Sabíamos de primera mano que la Barroca tenía mucha ilusión y esperanza puesta en este concierto comandado por el joven violinista francés Theótime Langlois de Swarte, y no es de extrañar pues se trata de un genio en toda regla, un virtuoso del instrumento que sin haber cumplido todavía los treinta años ya ha cautivado a audiencias de todo el planeta con su técnica impecable y su acertada percepción de los acentos, los sentimientos y las intenciones que describen cada uno de los programas que acomete con una pasión y una precisión encomiables. La Barroca añade así una nueva estrella a su ya abultada nómina de grandes nombres de la interpretación historicista que han colaborado al menos en una ocasión con ellos. Y como en todo lo que se aborda siempre hay un componente de colaboración y retro alimentación, los y las músicos de la formación aprenden, se contagian y mejoran sus aptitudes alcanzando interpretaciones tan sublimes como las que anoche pudimos disfrutar en un Turina que ofrecía un lleno casi y saludablemente absoluto.
La estructura simétrica del programa fue otro de los encantos de la cita, junto al contraste ofrecido entre los dos grandes autores en liza, el muy afrancesado, delicado y caprichoso Couperin frente al más furioso y vehemente Leclair, deudor del estilo italiano que tanto admiraba. Contraste todavía más acentuado con el interludio de François Francoeur, de quien Langlois de Swarte confesó ser un ferviente admirador, especialmente por el carácter triste y melancólico de sus partituras, algo así como un romántico antes del Romanticismo. Con su Sonata para violín nª 6, el joven virtuoso alcanzó cotas de profunda expresividad teñida de una férrea complicidad con sus compañeros Mercedes Ruiz al violonchelo y Alejandro Casal al clave.
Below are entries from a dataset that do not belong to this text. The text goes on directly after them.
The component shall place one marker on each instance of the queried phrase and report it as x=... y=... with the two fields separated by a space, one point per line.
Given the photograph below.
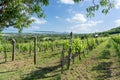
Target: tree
x=17 y=13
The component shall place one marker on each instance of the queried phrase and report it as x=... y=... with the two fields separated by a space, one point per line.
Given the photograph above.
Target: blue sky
x=66 y=16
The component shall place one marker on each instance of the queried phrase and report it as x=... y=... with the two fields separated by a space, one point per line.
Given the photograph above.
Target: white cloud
x=117 y=4
x=84 y=27
x=67 y=1
x=57 y=17
x=77 y=18
x=39 y=21
x=117 y=22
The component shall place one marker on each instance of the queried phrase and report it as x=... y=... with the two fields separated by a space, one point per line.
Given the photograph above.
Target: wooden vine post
x=13 y=49
x=35 y=47
x=5 y=55
x=70 y=51
x=62 y=59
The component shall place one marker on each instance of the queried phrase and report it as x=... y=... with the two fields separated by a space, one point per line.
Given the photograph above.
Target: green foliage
x=17 y=13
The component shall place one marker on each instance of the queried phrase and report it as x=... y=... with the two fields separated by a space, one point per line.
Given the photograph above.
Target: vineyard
x=69 y=58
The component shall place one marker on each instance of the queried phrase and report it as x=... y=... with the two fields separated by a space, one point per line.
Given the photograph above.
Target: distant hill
x=114 y=30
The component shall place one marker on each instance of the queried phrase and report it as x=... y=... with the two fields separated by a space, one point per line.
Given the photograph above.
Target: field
x=61 y=59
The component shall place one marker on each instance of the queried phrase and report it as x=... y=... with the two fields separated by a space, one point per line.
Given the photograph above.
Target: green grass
x=24 y=68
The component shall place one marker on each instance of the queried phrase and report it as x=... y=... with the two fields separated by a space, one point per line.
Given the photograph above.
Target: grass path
x=102 y=64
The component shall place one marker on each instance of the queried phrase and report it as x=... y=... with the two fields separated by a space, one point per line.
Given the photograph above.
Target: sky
x=67 y=16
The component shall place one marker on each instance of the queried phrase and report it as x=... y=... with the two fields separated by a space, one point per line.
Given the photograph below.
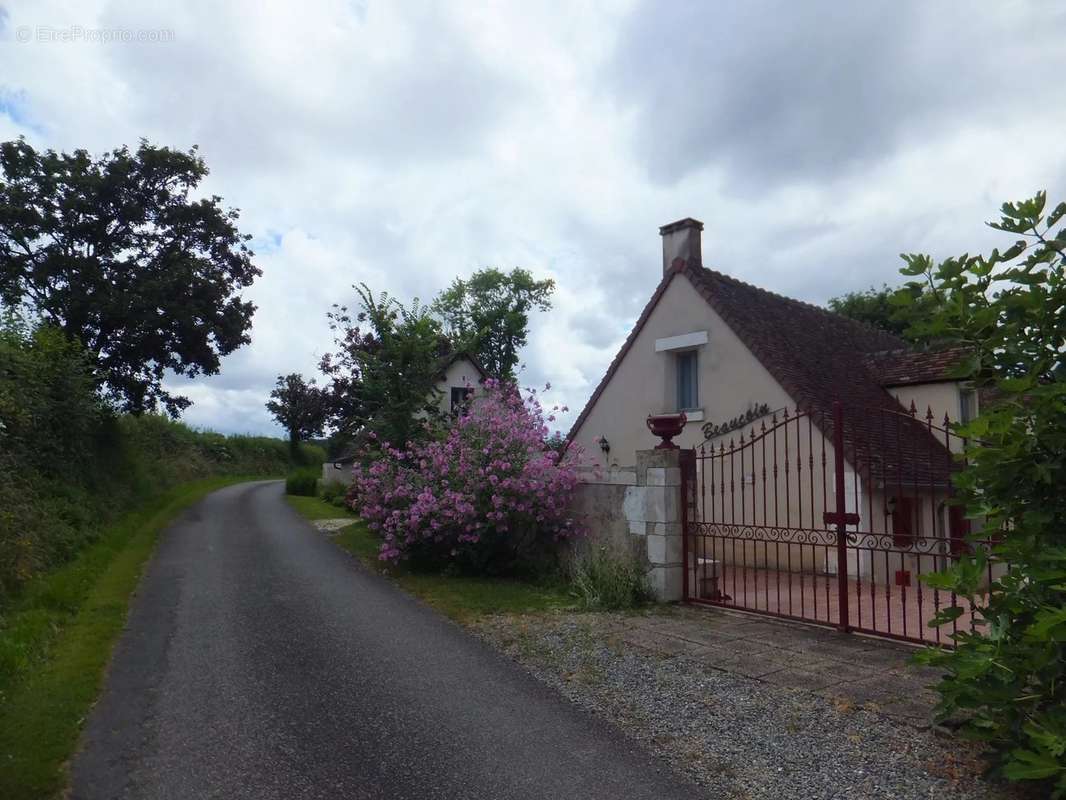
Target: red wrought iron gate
x=826 y=517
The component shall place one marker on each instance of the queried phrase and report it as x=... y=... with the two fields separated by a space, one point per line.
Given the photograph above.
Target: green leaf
x=1026 y=765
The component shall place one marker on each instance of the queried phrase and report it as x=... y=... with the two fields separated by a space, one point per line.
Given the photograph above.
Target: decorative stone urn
x=666 y=427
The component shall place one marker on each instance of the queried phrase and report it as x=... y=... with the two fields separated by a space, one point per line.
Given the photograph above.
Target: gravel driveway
x=261 y=661
x=737 y=736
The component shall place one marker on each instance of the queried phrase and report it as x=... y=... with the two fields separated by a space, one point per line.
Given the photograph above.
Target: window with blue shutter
x=688 y=394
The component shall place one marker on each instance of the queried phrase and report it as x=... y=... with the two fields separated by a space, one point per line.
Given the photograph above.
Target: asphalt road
x=261 y=661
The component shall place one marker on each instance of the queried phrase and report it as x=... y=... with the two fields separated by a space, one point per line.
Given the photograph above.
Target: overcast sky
x=405 y=143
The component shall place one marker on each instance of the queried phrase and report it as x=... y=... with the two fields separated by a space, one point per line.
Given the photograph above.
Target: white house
x=759 y=378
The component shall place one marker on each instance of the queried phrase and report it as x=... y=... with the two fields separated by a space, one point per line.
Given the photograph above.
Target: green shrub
x=1006 y=680
x=69 y=466
x=608 y=580
x=303 y=482
x=334 y=493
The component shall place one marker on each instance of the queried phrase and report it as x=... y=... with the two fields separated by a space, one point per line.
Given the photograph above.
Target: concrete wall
x=730 y=380
x=638 y=511
x=336 y=473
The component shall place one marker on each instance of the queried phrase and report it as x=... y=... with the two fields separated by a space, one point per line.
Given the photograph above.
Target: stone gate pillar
x=653 y=511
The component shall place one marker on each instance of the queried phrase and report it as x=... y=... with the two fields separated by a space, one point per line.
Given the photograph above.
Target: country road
x=261 y=661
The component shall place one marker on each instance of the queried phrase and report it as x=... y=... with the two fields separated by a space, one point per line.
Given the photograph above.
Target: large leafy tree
x=1006 y=678
x=885 y=308
x=385 y=367
x=487 y=315
x=117 y=254
x=301 y=408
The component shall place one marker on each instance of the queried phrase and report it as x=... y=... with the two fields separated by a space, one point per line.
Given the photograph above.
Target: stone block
x=664 y=477
x=666 y=582
x=664 y=549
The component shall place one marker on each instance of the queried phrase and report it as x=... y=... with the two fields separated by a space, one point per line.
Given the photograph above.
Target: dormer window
x=688 y=380
x=461 y=398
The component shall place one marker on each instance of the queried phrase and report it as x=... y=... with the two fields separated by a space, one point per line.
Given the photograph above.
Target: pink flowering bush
x=489 y=497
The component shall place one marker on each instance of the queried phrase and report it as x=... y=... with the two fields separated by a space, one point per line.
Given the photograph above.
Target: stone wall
x=639 y=510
Entre los tres lograron una interpretación ejemplar de tan sentida página, con acentos muy marcados y silencios muy elocuentes, dando preferencia al sentimiento y al sonido limpio y aterciopelado de sus instrumentos.
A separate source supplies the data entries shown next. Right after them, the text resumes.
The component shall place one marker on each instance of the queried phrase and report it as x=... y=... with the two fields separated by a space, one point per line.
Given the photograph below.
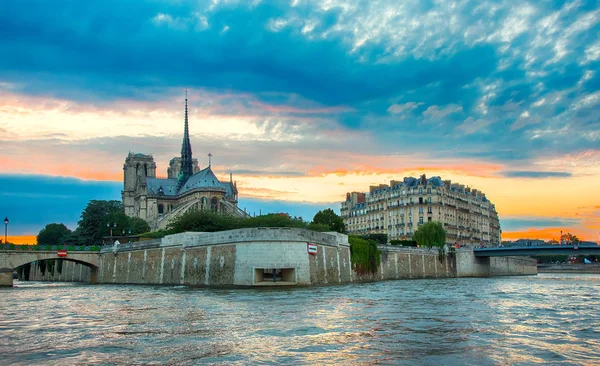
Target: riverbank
x=569 y=268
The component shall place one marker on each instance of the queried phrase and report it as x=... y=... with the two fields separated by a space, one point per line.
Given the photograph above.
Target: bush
x=405 y=243
x=378 y=238
x=364 y=255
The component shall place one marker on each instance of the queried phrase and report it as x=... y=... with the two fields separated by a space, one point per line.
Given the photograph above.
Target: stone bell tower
x=136 y=169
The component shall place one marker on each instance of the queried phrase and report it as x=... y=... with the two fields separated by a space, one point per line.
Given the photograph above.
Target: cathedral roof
x=203 y=179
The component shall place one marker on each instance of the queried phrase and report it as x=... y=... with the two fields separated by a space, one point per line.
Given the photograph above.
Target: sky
x=304 y=101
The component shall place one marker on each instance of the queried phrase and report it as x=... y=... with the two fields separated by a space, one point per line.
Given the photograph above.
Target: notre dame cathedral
x=187 y=187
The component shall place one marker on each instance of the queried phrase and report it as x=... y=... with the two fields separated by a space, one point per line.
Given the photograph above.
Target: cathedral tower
x=136 y=169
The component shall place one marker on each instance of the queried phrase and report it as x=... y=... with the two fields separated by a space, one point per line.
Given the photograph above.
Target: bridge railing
x=69 y=248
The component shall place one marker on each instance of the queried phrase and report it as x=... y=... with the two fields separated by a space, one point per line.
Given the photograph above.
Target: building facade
x=187 y=187
x=398 y=209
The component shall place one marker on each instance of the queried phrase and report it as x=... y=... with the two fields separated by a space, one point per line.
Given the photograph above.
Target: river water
x=544 y=319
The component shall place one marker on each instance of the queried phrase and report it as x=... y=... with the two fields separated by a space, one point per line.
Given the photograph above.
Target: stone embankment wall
x=241 y=258
x=230 y=258
x=70 y=272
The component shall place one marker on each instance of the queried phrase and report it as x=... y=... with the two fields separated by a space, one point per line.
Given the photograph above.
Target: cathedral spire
x=187 y=169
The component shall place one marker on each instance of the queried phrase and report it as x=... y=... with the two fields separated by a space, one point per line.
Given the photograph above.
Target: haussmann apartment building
x=399 y=208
Antes, la selección de La Françoise, primer orden de Les Nations de Couperin, permitió al conjunto integrado por cuerda, maderas y bajo continuo en el que se integró el joven instrumentista, exhibir ritmo y musicalidad a la vez que templanza y delicadeza, a pesar de atisbar en el arranque cierta imprecisión y descoordinación, una constante que venimos observando en la orquesta desde hace algunas entregas, y que afortunadamente resuelven a los pocos minutos de dar comienzo el respectivo concierto. Ya sin ese pequeño inconveniente inicial, L’Espagnole, segundo orden de tan magnífica obra, sirvió para constatar el excelente estado que ofrece el conjunto, patente en una sarabanda de evidente sensualidad y regocijo. La influencia italiana de Leclair, especialmente de Locatelli, se dejó sentir en la fogosidad y el exacerbado sentido del ritmo que Langlois de Swarte y el resto, ahora sin las maderas que tan bien defendieron Ruibérriz y Díaz, imprimieron a las partituras. El virtuosismo sin límites que exhibe el joven francés se dejó ver especialmente en el allegro final del Concierto nº 7 de Leclair, con arpegios diabólicos que obligaron a sus acompañantes a demostrar por qué son tan buenos y capaces de ejercer igualmente como solistas.
Después del endiablado entramado del francés, sólo cabía ofrecer como propina una de las páginas más tempestuosas de Vivaldi, su impettuoso d’estate. El entusiasmo del público obligó a ofrecer otras dos propinas, ya más relajado, el largo de la versión para violín del Concierto para clave BWV 1056 de Bach, y de nuevo haciendo gala de buen ritmo, Las indias galantes de Rameau. Fue un impagable placer descubrir a este talento indiscutible del violín, capaz de extraer de él innumerables filigranas sin sacrificar expresividad ni sentimiento y manteniendo en todo momento un sonido envolvente y homogéneo, del que únicamente fuimos capaces de apreciar alguna distorsión y pequeña salida de tono en el verano vivaldiano.